PDA

View Full Version : vmware's sidt relocation, how?


0rp
April 27th, 2005, 04:18
hi,

ok, this is slightly offtopic, but i'm just wondering, how does vmware relocate the sidt value for guest os'es (=give guests a fake isrtable address) ?

sidt is not a priviledged instruction so it can't handle its exception.

nikolatesla20
April 27th, 2005, 05:52
It can choose to emulate the instruction when it comes thru. That's the benefit of being a vm.

-nt20

0rp
April 27th, 2005, 07:38
Quote:
[Originally Posted by nikolatesla20]It can choose to emulate the instruction when it comes thru.


and how?
nonpriviledged instructions are directly executed on the cpu and sidt does not throw a priv instr exception, thats why vmware never knows that it was executed

or i'm wrong?


btw, vmware does not work like bochs. bochs reads every byte and interprets them, vmware executes the instructions of the guest directly on the cpu and handles only exceptions to ensure the correct behaviour

doug
April 27th, 2005, 10:03
I don't know how VMware works, but some thoughts:

- It could inspect instruction before executing them, and "pass them down" directly to the CPU.

- Let the sidt execute natively, and guard/protect the pages containing the real IDT. Any read/write to the real idt (inside the guest) is translated into the guest (virtual) idt.

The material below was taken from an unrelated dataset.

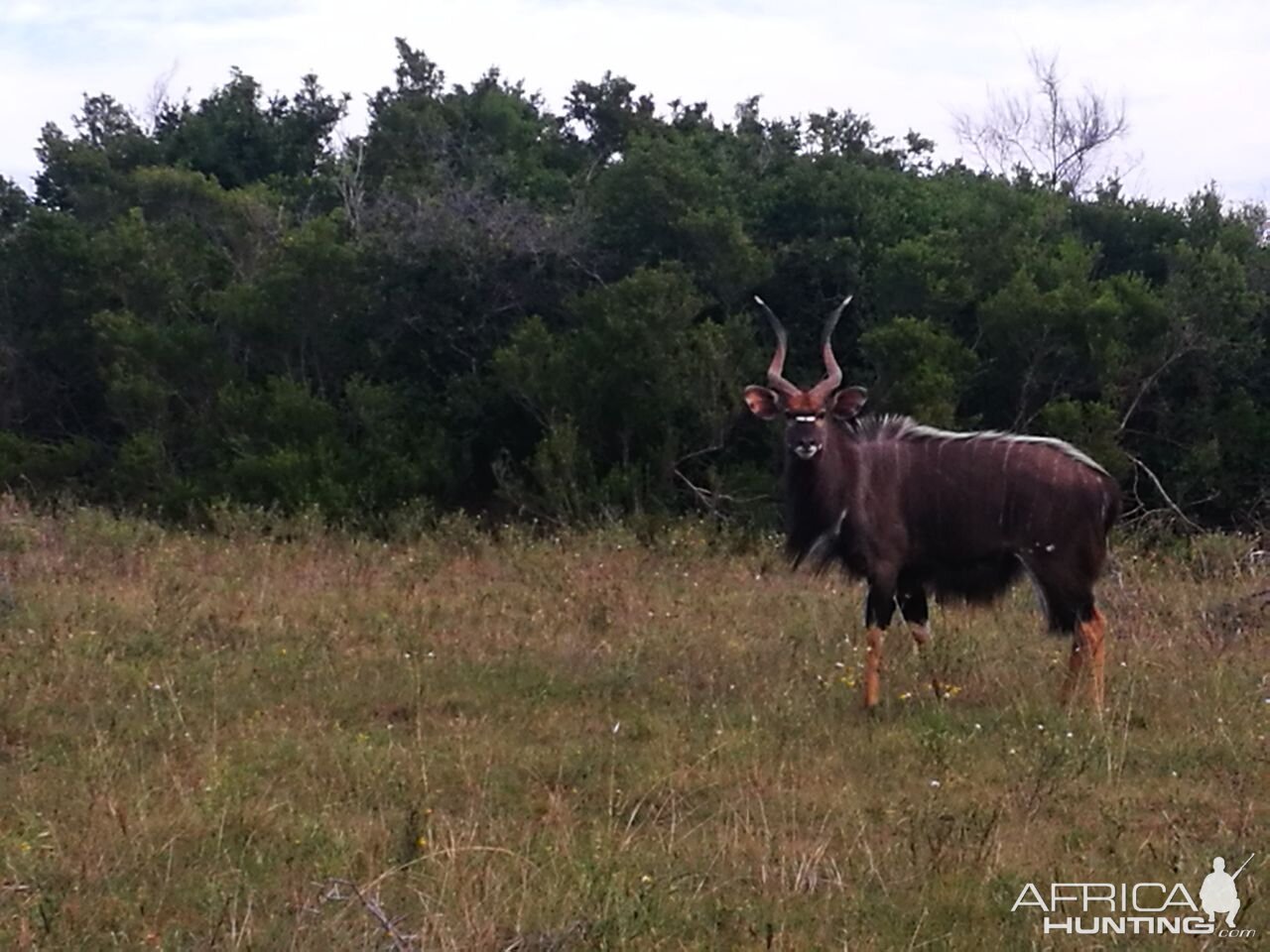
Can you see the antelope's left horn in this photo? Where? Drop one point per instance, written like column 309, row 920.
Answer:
column 833, row 373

From my experience, protections that use the sidt instruction & modify the interrupt vectors do not work very well under VMWare. So I don't think that there's an elegant way of handling it without inspecting every instruction.

Kayaker
April 27th, 2005, 16:53
Hi,

That's an interesting question. I've had some weird results with IDT hooking under VMware as well, but never considered it could be because of communication with the "real" CPU to handle interrupts. Or as doug says they could also be handled strictly internally. If you trace a handler under VM, there doesn't *appear* to be communication outside of the virtual machine itself, but who knows what's hidden.

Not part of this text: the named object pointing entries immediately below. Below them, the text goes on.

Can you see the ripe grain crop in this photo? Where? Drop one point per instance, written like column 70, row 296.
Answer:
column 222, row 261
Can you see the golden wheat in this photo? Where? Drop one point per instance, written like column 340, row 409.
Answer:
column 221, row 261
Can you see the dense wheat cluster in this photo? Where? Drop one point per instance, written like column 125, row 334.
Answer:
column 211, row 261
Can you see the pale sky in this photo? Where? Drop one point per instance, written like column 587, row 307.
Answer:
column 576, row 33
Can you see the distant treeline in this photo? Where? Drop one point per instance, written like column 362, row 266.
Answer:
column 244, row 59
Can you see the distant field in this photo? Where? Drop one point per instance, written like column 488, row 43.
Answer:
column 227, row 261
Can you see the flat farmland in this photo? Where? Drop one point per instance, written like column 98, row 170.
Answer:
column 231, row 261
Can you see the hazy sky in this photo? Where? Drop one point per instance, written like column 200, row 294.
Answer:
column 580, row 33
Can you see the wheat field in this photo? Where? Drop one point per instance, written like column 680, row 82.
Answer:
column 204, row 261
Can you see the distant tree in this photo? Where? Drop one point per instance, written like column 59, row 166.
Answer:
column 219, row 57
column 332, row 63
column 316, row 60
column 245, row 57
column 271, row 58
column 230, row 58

VMware uses a backdoor via the IN command and a special I/O Port 5658h to interface between the host and the virtual machine. While reported to be used for things like file sharing, drag 'n drop, and updating the real system time, it could possibly be involved in interrupt handling as well. BPIO 5658 in Softice under VM will get you in, I think plenty of it is still undocumented.

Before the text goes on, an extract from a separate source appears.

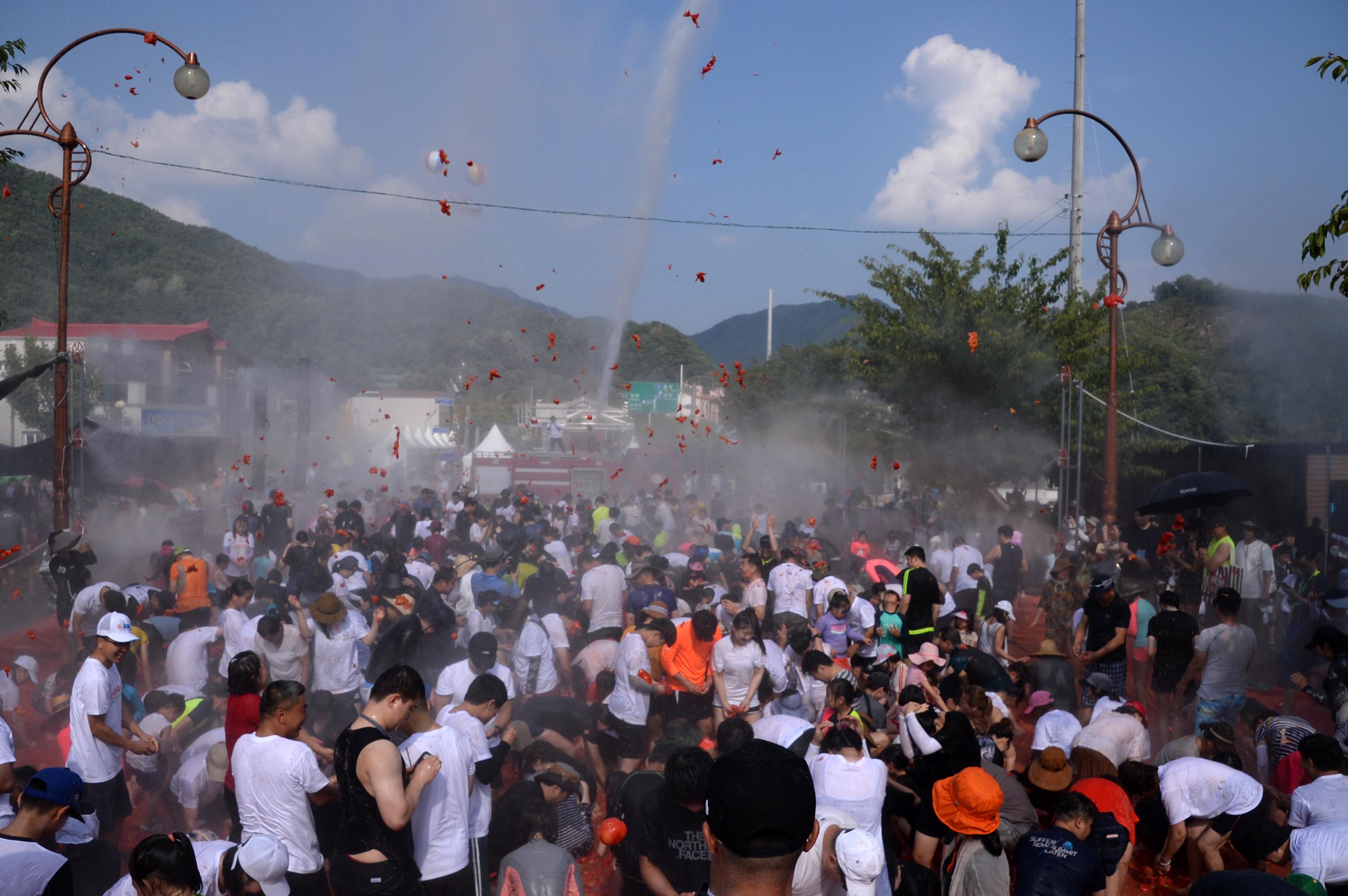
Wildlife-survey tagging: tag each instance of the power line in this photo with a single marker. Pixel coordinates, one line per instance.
(561, 212)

One thing VMware doesn't support is HyperThreading. You can use CPUID instructions, or attempt to switch logical processors with SetProcessAffinityMask to prove it, the host's HT is not translated to the virtual machine (so there is only ever one IDT present).
I can't really see an ISR in the host being able to handle very well the exception of a *virtual* interrupt address. It seems there would be 2 entirely different PDE/TLB/PTE mappings of the VM OS (internally), vs where/how the VM as a whole is mapped into the real system. Any changes made to memory addresses must be reflected back to the VM properly. Which I suppose is what you said about ensuring correct behaviour.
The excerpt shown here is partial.